To speed yourself into the zone ideally you need a model to hold quick poses for you. This isn’t possible for most of us, so set up a still life of varying shapes and sizes, overlapping each other and on different levels, so that your eye has to travel around the set in all directions. Don’t worry about making it pretty, this is just an exercise.

Set up your easel and have plenty of newsprint and charcoal handy.

Get a kitchen timer, and work out a 30 - 45 minute programme for yourself. Write it down and stick to it, as though you were in a class. Try to work loosely, keeping your charcoal on the paper as much as possible, and your eyes more on the set-up than on your paper.

Hold your charcoal in the palm of your hand, arm outstretched, as though the charcoal is an extension of your arm. Keep your eyes moving quickly over the whole set up. You are aiming to get the whole thing down even in the one minute exercises. Don’t worry about the drawings ‘looking good’, they will be little more than scribbles at first. You are drawing for your own benefit, to achieve the zone. Once there, you can get out your good paper and really go for it.





An example of a programme might be:

5 x 1 minute drawings,
5 x 3 minute drawings,
1 x 5 minute drawing,
1 x 20 minute drawing.

Of course you can come back into the last drawing and work on it at length, but having that initial 20 minute limit forces you to keep up the speed and stay in the zone, so that the feeling of the work is maintained.

After 20 minutes of constant drawing, you stand back and have a good look at the work. This is the time to analyze the drawing and discover what needs ‘working up’, what should be ‘knocked back’, and where to highlight with white pastel.

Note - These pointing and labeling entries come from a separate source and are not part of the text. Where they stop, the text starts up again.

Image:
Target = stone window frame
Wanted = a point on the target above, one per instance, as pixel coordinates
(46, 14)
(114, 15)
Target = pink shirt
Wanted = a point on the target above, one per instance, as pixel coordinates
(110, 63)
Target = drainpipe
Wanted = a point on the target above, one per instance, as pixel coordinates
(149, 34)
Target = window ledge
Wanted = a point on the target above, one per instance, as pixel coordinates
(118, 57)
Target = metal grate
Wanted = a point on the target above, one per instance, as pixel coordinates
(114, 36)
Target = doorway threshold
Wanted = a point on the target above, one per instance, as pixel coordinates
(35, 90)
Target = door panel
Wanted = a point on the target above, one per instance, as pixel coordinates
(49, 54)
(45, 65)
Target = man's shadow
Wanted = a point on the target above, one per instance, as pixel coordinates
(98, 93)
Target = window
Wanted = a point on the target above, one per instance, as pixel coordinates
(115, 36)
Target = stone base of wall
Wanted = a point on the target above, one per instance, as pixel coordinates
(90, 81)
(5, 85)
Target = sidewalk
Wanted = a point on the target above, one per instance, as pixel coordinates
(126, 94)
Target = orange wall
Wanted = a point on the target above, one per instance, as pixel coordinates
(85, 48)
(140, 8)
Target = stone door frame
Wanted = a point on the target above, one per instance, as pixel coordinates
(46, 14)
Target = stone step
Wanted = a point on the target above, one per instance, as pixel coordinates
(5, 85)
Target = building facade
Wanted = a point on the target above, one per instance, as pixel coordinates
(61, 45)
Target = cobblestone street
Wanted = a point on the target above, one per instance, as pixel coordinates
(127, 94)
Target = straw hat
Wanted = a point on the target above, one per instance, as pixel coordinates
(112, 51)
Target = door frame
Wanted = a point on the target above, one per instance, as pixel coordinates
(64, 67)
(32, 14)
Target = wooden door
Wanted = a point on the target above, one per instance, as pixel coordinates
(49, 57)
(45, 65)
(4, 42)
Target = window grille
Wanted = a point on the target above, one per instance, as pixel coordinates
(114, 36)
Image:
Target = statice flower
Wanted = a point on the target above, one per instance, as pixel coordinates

Doing this exercise two or more times a week will move your drawing skill ahead noticeably. Reading isn’t enough, only by doing the exercise will you discover quite how powerful it can be. Working at speed challenges your spatial perception, fine tunes your eye-hand co-ordination and by-passes the critical side of your brain. When all these are achieved, and you are working hard and fast, you will be in the zone!